I'm always up for a scoop, although it seems one of our iconic scoopers has gone overseas.
I will embark on this literary rant with the simple excuse that I don't really understand the intricate nuts and bolts of corporate finance, except to note that some of the wages whichthose with the tallest chairs in the boardrooms get is verging on outrageous.
So I am a tad bewildered, and find it challenging to try and work out how a company with a monopoly in its nationwide field can make a huge loss.
And then try and patch up the ledgers and books by selling off what is effectively an iconic Kiwi brand.
Fonterra, which dominates the dairy landscape, sold Tip Top to a big European company last week for about $380 million ... which should sort most of the salary bill for the executives out there in Fairyland, I mean Fonterraland.
They've got the dairy industry pretty well under their wide umbrella yet the figures aren't flash.

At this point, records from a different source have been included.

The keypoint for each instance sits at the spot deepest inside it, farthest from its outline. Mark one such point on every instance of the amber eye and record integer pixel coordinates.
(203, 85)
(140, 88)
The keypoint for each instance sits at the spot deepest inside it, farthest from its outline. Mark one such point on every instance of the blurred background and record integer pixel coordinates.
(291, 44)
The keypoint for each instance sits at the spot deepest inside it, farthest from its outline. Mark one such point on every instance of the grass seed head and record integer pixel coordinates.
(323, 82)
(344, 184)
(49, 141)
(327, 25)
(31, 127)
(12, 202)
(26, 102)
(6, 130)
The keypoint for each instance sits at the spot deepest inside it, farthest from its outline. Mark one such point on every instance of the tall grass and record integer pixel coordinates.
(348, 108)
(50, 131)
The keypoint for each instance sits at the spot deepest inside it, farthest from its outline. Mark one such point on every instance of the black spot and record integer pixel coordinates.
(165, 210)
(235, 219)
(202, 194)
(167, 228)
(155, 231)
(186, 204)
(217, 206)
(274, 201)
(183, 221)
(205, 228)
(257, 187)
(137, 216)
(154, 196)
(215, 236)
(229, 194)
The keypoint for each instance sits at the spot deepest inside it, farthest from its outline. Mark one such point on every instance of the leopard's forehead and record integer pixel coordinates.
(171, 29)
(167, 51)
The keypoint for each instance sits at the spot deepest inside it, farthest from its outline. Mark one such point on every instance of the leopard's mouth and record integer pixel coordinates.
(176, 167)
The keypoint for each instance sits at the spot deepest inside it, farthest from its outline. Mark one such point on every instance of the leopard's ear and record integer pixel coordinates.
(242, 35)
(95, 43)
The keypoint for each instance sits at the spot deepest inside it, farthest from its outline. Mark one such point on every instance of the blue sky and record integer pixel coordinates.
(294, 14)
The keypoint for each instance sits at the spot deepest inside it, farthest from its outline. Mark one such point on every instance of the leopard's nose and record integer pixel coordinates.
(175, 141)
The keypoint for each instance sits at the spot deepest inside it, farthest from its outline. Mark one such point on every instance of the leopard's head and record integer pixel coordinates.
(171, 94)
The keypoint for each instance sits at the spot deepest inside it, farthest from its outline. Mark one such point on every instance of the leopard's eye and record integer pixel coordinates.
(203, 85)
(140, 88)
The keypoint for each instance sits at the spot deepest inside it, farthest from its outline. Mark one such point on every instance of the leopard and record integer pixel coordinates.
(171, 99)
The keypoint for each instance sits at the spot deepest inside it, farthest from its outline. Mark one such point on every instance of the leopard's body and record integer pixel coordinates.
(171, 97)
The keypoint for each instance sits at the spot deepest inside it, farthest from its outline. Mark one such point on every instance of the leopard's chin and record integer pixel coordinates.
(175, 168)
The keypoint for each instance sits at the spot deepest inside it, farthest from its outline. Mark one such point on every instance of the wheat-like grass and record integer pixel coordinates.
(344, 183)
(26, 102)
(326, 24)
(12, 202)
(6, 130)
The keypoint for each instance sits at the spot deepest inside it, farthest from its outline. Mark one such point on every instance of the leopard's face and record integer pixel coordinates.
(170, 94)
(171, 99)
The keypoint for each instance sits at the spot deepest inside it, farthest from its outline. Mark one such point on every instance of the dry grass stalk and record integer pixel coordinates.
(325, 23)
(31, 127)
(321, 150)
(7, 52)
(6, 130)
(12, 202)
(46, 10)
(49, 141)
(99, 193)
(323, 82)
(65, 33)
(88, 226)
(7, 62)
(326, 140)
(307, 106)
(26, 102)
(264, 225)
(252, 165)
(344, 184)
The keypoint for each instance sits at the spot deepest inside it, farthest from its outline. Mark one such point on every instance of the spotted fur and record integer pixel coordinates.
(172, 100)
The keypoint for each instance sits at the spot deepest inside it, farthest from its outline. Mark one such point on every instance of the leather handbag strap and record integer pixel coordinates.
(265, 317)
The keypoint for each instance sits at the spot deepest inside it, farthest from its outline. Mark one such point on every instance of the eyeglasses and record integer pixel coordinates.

Which doesn't necessarily mean they will slash jobs and things out here, or change the flavours but there's every chance they'll make some alternative arrangements for some ingredients and that will cause the odd ripple effect.
Although they're still going to buy the milk they need off Fonterra.
Oh yes, and there has also been the sale of a major Kiwi milk company to the Chinese recently for about $588m.
It's all going offshore.
Not the production processes ... but the cash it makes.
And the way the entrepreneurial and savvy Chinese businesses are going, further down the line they may not need our dairy produce either.
Hell's bells ... if they start growing their own big pine forests and start planting grapes we could really be in dire straits.
Then they'll start playing rugby and buy our best players ... crikey!
Yes, I have headed off on a tangent but tangents don't cost anything so that's okay.
Things just seem to be slipping out of our hands, and I don't get it.
So I wasn't too surprised when Cadbury, which is owned by British-based company Mondelez, decided to tweak the well established Roses chocolates and the changes in taste didn't exactly excite anyone.
And of course the Milo saga was a long and equally less flavoursome one ... they changed the recipe of this traditional Kiwi hot drink back in 2015.
All in the name of improving its health benefits.
So they took some vitamins out and put other ones in, and discarded the vanilla flavouring.
The reaction was immediate, and thousands of people voiced their anger at the resulting not-so-tasty drink that was once a staple in the pantry.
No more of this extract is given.